No one who claims to “support our troops” should support sending them into wars we have no business fighting. If and when we make such mistakes, the bar for “honoring” those sacrifices goes way up. We owe Vietnam and Iraq vets a lot.

We should start with a national apology – to all the Gold Star families, but it shouldn’t stop there. I’ve long thought the survivors deserve an exemption from paying taxes, along with free education and free health insurance for the rest of their lives (and not just at V.A. hospitals). That would be expensive, but maybe it would change the calculus whenever our government gets the itch to invade another country for no compelling reason.

And it’s not just the government. Those who now claim to be so adamantly “anti-government” were just fine with invading Iraq on the flimsiest of pretexts and supported the previous administration’s irresponsible, incompetent conduct of that war. They attached decals of support to their cars, but failed to demand adequate armor to defend our troops from roadside bombs, which caused tens of thousands to be maimed.

That’s not supporting our troops, and it certainly doesn’t “honor” the dead. Their calls for more responsible government are many years late and many dollars short. Their credibility has been compromised.

When Memorial Day rolls around and I hear pious patriots vow they’ll “never forget those who died to make us free,” it rings hollow.

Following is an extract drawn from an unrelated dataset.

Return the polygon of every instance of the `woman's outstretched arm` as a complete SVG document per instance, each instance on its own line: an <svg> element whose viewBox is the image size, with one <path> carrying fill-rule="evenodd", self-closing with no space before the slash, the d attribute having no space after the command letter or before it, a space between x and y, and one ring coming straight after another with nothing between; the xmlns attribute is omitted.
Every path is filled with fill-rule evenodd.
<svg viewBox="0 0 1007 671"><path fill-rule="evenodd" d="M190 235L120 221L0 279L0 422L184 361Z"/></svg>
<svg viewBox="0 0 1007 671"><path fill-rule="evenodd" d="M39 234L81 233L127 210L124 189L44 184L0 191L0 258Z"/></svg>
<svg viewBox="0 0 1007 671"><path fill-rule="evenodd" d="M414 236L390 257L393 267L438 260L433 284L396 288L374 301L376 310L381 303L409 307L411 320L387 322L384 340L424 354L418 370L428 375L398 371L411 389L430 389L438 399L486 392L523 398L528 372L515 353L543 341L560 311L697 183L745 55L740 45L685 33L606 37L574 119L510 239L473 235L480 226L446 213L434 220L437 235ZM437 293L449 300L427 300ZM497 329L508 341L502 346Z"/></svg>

I’d rather hear about the lessons they’ve learned from our past mistakes. The only way to truly honor those who died in Vietnam and Iraq is to recognize and acknowledge our past follies and resolve to avoid similar foolhardiness in the future.

When that happens, every soldier who died in those two wars will have died for a reason – a good reason – and their sacrifices warrant a special level of honor on our part.

Some are old men now. Some are just beginning their adult odysseys. But every one of them, those who died and those who survived, deserve our thanks and praise – and an overdue apology.